I've tested (and tore down) several network-controllable power switches of late; Belkin's WeMo and, more recently, TP-Link's HS100, both Wi-Fi based. Then there's GE's (sold under license by Jasco) Avi-on line. Unlike the others I just mentioned, it's Bluetooth-based, and with a twist.
Each Avi-on unit is not only a receiver but also a mesh transceiver, theoretically enabling you to control any unit in your house from your Android- or iOS-based device, no matter where you are … assuming the units are able to "see" each other, that is.
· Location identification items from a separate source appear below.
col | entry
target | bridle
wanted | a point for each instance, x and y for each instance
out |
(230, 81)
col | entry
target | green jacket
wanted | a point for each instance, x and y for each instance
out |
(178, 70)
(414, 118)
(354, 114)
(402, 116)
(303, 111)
The BT4101 smart switch that's the subject of today's teardown (I also have two other Avi-on products in my teardown queue) is also quite flexible in its configuration options … you can give it 7-day scheduling, set it to turn on at dusk and off at dawn (with automatic seasonal adjustments), give it custom countdowns, and set it to randomly turn on and off while you're away to create a lived-in look.
I'll begin, as usual, with a set of box shots:
Inside, you'll find a product pamphlet and owner's manual:
Here are some views of the BT4101 out of the box:
And a closeup of the backside markings:
Those rubber "knobs" are telltale signs of screws underneath; they were actually press-fit, not glued in place:
Voila; I was right!
I hadn't encountered the "spanner" dual-notch screw heads before:
But my iFixit 64-bit driver kit was as-usual up to the challenge (that's a #4):
With the screws removed, the top lifted right off, revealing the guts inside:
First off, here's a closeup of Xiamen Hongfa Electroacoustic's HF115FD relay:
The "earth ground" AC prong is screw-connected to its corresponding power input wire, which was a bit interesting since the other two were simply soldered (I wonder if this provides manufacturing line flexibility for international AC standards?):
Conversely, the output AC plug lifts right off the enclosure:
Remove three more small Philips screws, and the dual-PCB assembly lifts away, too:
The main PCB handles the AC switching stuff; here's what its backside looks like, along with a circuit closeup:
And here are closeups of some of the frontside markings:
Its connection to the secondary PCB, housing the Bluetooth and other digital circuitry, is seemingly a bit tenuous:
Here's the secondary PCB in its frontside entirety (the backside was basically bare save for some solder joints, as you might have been able to tell from a prior photo, so I didn't bother snapping a shot of it):
And here's a closeup showcasing the CSR (now Qualcomm) model 1010 single-chip Bluetooth radio with integrated microprocessor and memory:
I put the BT4101 back together ... and it still works! I used it to control my Christmas tree lights, in fact.